After decades of bureaucratic delays, corruption and opposition from environmental groups, sea walls designed to protect Venice from ‘acqua alta’, or high water, went up on Saturday, testing their ability to combat the city’s increasingly threatening floods.
Officials said that by 10 am, all 78 floodgates securing three inlets to the Venetian lagoon had been raised, and even when the tide reached as high as four feet, water levels inside the lagoon remained stable.
Alvise Papa, the director of the Venice department that monitors high tides said that there wasn’t even a puddle in St Mark’s Square, and he said that had the flood barriers not been raised, approximately half the city’s streets would have been under water, and visitors to St Mark’s Square, which floods when the tide nears three feet, would have been wading in a foot and a half of water.
Luigi Brugnaro, Venice’s recently re-elected mayor said with pride and joy that everything was dry.
Designed some four decades ago to help protect Venice from flooding, the mobile barrier system was stalled by cost overruns, corruption, and resistance from environmental and conservation groups.
The cost of the system tripled from initial estimates, and a 2014 bribery scandal led to the detention of the then-mayor, Giorgio Orsoni, and dozens of others, including politicians and businessmen involved in the project.
Giorgio Orsoni and some of the others charged were exonerated.
Giuseppe Fiengo, one of the commissioners who had led the project since 2014 said that it was an extremely challenging situation, but gradually they’ve been able to settle things, but he said that for the first time, with high water, Venice didn’t flood.
The floodgates had been tested several times over the past summer, but under less threatening weather conditions than those on Saturday.
Alberto Scotti, the engineer who designed them said that this time they raised them to defend Venice.
The system is not quite operational yet – some infrastructure still needs to be completed, and workers haven’t yet been thoroughly trained, so Saturday’s procedure was technically a test.
Alberto Scotti said that the test had a purpose – to ensure the safety of the city.
The construction firms building the system have until December 2021 to complete the work.
When it’s completely operational, the floodgates will be activated whenever the tide reaches three and a half feet.
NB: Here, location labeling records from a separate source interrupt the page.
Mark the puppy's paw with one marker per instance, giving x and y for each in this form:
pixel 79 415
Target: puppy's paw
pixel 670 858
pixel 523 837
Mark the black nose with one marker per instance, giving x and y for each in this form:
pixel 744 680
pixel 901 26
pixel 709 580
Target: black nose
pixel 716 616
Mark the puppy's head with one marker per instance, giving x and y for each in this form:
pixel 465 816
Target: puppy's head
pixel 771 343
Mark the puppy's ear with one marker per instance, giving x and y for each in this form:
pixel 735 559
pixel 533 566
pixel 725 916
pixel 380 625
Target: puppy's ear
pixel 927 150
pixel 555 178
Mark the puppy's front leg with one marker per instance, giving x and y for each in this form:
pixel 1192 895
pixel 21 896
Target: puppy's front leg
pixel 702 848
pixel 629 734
Until then, the floodgates will be utilised when the tide reaches four feet, as it did on Saturday.
However, will reducing its short term effects sidestep a fatal outcome for the city? Or is it just a temporary solution to more damaging tides due to advancing sea levels, warmer oceans and increased incidence of more robust weather storms?
But I’m sure Noah and his Arc would be extremely proud, and it’s probably only a matter of time before it’s an aquatic attraction.